I can understand the DVR fee (I assume that would not increase since I'm already paying it for my 921) and the $6 lease fee (It is their receiver after all). What is the HD enabling fee? --I'm not getting any HD programming.


----------



## harsh (Jun 15, 2003)

jdauler said:


> I can understand the DVR fee (I assume that would not increase since I'm already paying it for my 921) and the $6 lease fee (It is their receiver after all). What is the HD enabling fee? --I'm not getting any HD programming.


Because the ViP622 is a $700+ piece of equipment, part of the HD package fee goes to subsidize the receivers. If you don't pay for HD programming, you still have to pay the subsidy.


----------



## jdauler (Aug 12, 2002)

harsh said:


> Because the ViP622 is a $700+ piece of equipment, part of the HD package fee goes to subsidize the receivers. If you don't pay for HD programming, you still have to pay the subsidy.


Now that makes sense! They made it sound like it was a charge for something I _wasn't_ getting.


----------



## Michael P (Oct 27, 2004)

jdauler said:


> Now that makes sense! They made it sound like it was a charge for something I _wasn't_ getting.

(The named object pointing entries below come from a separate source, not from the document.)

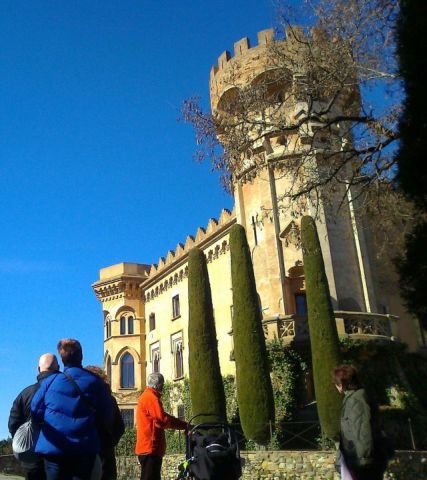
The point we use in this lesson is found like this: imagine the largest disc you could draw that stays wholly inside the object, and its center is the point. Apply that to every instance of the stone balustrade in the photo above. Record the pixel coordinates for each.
(356, 325)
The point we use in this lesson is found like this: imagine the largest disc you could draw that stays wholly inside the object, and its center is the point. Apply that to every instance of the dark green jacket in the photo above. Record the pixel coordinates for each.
(357, 443)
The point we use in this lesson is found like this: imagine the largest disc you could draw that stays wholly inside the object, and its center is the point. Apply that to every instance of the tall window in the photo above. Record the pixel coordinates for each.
(122, 325)
(177, 353)
(175, 306)
(155, 357)
(152, 321)
(108, 368)
(127, 371)
(107, 326)
(301, 304)
(127, 415)
(130, 325)
(181, 412)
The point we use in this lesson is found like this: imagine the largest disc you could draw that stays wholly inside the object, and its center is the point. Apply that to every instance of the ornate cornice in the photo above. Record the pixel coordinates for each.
(123, 286)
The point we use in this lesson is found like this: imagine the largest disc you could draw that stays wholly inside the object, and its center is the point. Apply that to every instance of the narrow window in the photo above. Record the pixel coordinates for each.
(130, 325)
(178, 357)
(301, 304)
(127, 371)
(128, 417)
(175, 306)
(152, 321)
(122, 326)
(181, 412)
(156, 361)
(254, 230)
(109, 369)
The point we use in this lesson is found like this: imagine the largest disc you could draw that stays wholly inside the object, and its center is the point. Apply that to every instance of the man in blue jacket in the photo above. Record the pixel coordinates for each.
(21, 413)
(68, 405)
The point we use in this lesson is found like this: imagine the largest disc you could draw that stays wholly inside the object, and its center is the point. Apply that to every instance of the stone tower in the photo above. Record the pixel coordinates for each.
(259, 182)
(118, 289)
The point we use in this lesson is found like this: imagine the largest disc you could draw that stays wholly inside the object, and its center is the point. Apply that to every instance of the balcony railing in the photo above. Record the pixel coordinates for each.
(356, 325)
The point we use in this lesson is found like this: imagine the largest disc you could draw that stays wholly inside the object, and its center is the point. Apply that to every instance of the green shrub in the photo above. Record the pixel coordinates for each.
(206, 388)
(287, 375)
(254, 390)
(325, 348)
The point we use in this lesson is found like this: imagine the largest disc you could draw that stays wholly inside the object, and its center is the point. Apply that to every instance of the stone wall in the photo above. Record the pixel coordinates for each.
(301, 465)
(266, 465)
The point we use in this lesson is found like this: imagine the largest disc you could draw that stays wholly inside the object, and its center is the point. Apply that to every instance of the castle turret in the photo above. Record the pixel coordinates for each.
(118, 289)
(268, 80)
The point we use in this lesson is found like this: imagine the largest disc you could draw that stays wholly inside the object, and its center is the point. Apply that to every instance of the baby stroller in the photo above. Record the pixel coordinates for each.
(212, 451)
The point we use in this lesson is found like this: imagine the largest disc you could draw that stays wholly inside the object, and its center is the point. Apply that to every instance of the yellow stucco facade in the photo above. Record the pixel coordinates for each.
(145, 307)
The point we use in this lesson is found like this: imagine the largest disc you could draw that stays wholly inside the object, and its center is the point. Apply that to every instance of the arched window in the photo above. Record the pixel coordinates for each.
(107, 326)
(130, 325)
(127, 371)
(122, 325)
(156, 362)
(108, 368)
(178, 360)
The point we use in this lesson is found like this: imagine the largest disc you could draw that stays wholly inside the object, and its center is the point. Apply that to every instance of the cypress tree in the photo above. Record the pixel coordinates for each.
(253, 383)
(206, 387)
(411, 158)
(325, 349)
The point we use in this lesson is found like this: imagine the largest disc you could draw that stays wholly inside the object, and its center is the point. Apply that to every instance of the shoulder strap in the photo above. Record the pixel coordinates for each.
(78, 390)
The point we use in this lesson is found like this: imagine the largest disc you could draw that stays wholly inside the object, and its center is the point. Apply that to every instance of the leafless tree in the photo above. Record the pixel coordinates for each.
(327, 108)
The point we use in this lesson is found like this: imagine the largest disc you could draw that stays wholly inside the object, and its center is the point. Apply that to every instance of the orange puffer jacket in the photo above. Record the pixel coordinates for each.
(151, 421)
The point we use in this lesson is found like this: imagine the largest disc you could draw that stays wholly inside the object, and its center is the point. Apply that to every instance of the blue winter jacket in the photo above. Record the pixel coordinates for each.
(68, 423)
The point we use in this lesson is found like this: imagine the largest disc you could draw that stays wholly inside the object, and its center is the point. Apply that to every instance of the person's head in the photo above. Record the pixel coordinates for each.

The "enabling" fee is charged because you have an MPEG-4 HD receiver without subscribing to any HD programming. What is being "enabled" is the OTA HD - which is already included at no extra charge on the 921.

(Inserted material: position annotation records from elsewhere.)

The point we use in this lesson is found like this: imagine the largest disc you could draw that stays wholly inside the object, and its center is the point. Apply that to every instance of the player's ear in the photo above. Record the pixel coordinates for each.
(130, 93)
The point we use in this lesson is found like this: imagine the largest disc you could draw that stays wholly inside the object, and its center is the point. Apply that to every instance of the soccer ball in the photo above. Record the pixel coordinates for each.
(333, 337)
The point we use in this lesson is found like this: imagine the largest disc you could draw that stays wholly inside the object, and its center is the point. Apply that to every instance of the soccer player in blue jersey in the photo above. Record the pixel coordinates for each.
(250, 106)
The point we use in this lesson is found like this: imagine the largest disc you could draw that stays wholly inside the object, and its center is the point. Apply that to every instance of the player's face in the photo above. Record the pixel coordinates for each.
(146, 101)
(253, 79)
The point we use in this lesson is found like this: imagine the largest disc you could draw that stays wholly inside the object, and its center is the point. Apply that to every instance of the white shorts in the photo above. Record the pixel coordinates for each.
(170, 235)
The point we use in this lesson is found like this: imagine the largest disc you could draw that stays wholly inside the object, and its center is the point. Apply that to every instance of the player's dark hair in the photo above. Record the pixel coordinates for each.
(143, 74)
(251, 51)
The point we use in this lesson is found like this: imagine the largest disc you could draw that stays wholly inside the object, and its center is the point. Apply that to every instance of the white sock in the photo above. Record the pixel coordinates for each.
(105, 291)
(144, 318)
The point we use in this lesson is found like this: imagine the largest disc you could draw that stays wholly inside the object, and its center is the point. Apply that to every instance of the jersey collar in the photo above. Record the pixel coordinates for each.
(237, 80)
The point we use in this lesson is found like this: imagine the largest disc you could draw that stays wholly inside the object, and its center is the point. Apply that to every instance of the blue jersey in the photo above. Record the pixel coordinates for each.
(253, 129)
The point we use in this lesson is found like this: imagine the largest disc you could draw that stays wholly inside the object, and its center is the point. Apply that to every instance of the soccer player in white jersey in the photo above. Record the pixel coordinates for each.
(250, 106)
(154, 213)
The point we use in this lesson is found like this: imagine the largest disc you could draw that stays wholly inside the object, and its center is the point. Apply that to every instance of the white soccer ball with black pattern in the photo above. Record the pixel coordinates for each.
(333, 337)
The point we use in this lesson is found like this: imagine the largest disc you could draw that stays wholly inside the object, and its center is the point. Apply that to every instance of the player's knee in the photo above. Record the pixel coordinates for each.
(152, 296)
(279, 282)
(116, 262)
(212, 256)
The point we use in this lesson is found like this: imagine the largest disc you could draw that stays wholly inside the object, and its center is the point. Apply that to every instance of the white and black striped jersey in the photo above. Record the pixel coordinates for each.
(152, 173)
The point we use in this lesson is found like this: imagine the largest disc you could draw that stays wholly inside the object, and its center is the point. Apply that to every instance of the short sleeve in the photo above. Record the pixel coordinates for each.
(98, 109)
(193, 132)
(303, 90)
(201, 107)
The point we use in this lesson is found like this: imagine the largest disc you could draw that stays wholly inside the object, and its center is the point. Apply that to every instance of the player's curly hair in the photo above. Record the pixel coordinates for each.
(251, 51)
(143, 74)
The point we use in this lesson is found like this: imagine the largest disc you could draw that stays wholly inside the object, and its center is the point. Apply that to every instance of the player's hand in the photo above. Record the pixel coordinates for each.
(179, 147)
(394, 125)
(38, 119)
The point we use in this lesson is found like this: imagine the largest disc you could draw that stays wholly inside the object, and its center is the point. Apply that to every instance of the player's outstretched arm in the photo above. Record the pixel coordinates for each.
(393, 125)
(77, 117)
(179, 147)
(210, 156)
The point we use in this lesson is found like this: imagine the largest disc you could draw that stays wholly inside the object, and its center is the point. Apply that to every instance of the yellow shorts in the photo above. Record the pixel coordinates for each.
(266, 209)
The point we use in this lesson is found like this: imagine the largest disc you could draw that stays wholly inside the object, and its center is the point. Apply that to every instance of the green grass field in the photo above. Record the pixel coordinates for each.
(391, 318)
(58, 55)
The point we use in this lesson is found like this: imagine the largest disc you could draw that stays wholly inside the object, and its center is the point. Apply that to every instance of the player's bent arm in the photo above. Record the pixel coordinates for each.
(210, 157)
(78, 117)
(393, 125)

Unless you want to subscribe to satellite-delivered HD content you are better off without the 622 for now. MPEG-4 capability is not necessary to receive OTA HD programming, only the satellite-delivered channels.

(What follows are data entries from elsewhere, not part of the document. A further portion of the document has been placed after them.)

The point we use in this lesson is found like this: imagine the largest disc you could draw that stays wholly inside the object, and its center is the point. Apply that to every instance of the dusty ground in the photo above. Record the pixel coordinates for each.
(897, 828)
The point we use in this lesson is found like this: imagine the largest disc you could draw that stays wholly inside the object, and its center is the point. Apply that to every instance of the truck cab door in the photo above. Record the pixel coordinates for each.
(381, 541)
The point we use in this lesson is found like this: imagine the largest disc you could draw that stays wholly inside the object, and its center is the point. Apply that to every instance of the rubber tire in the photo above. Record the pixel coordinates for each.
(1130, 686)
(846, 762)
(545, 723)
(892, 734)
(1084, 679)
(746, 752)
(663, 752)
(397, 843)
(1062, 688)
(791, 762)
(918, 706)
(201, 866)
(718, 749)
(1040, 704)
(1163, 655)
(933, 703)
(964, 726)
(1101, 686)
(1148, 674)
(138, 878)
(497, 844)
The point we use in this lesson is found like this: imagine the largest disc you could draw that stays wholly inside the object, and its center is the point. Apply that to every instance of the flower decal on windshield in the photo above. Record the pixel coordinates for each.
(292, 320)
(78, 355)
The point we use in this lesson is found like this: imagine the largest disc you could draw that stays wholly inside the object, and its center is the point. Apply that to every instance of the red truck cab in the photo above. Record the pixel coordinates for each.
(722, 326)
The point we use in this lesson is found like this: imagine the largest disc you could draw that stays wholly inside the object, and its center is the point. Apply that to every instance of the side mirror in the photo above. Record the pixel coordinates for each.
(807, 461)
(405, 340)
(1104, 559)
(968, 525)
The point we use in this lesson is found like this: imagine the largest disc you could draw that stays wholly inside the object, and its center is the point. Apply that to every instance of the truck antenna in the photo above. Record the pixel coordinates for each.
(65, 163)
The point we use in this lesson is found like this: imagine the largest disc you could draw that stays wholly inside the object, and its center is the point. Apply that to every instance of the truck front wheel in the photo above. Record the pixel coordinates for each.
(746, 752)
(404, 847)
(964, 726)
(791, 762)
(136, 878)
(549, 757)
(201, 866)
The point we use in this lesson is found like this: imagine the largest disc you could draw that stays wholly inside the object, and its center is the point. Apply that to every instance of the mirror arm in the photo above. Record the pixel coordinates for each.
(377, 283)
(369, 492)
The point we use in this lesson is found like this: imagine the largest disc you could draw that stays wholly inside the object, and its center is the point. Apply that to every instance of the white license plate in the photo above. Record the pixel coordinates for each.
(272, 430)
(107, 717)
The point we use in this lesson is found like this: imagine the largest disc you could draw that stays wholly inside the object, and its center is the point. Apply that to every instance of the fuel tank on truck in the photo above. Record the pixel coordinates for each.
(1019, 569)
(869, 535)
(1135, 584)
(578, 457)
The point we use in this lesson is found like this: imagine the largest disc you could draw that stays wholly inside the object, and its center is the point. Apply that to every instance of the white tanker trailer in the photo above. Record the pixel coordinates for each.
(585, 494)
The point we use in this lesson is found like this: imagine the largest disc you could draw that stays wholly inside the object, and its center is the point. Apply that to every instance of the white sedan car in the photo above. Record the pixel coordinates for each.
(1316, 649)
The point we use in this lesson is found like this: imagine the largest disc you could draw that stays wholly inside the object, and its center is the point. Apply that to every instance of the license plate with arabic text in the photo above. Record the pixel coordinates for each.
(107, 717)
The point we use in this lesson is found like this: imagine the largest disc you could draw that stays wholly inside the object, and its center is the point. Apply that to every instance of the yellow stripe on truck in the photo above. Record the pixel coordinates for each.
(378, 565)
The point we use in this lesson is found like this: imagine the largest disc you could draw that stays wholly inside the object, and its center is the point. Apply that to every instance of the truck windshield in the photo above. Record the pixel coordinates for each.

Keep in mind that fee is charged every month $6 x 12 = $61.20/year


----------



## leemathre (Sep 25, 2003)

Michael P said:


> The "enabling" fee is charged because you have an MPEG-4 HD receiver without subscribing to any HD programming. What is being "enabled" is the OTA HD - which is already included at no extra charge on the 921.
> 
> Unless you want to subscribe to satellite-delivered HD content you are better off without the 622 for now. MPEG-4 capability is not necessary to receive OTA HD programming, only the satellite-delivered channels.
> 
> Keep in mind that fee is charged every month $6 x 12 = $61.20/year


Is that new math? I always thought that 6x12 = 72.


----------



## Michael P (Oct 27, 2004)

leemathre said:


> Is that new math? I always thought that 6x12 = 72.


:blush: OOPS my internal math co-processor shorted out again.

Anyway @ $72/year down the drain you are better of keeping the 921. If and when you get an HDTV that woulld be the time to make the switch - and then only if you sub to the satellite-delivered HD content.

For now the best HD content is on free OTA TV. Much of what is sold as "HD" on the "cable" networks are either upconverted from SD or "HD Lite".


----------



## jergenf (Mar 31, 2005)

harsh said:


> There will be the following additional monthly costs to your account:
> 
> $5.98 DVR fee
> $6.00 lease fee
> ...


The cost is even higher that that because Dish wants people to subscribe to the silver, gold or platinum packages. These packages do not have annual cost savings that the old packages (ie everything pak or AT180 + mega movies) had. The new platinum pak does not have cinemax where my mega movie pak does. Generally I save $100 by subscribing on annual basis so I would have to pay nearly $200 more a year because of the package differences and lease fee.

What's also weird is the lease fee does not include maintenance so after a year of leasing you have to pay for repairs just as if you owned it outright.


----------



## harsh (Jun 15, 2003)

jergenf said:


> The cost is even higher that that because Dish wants people to subscribe to the silver, gold or platinum packages.


The metal packages are no longer offered; they went away about a month ago.

Comparisons to the bygone packages are valid, but suggesting that Dish is trying to convert people to them is not.

The AEP package does include what Dish carries of Skinamax (not SkinamaxHDTV).


----------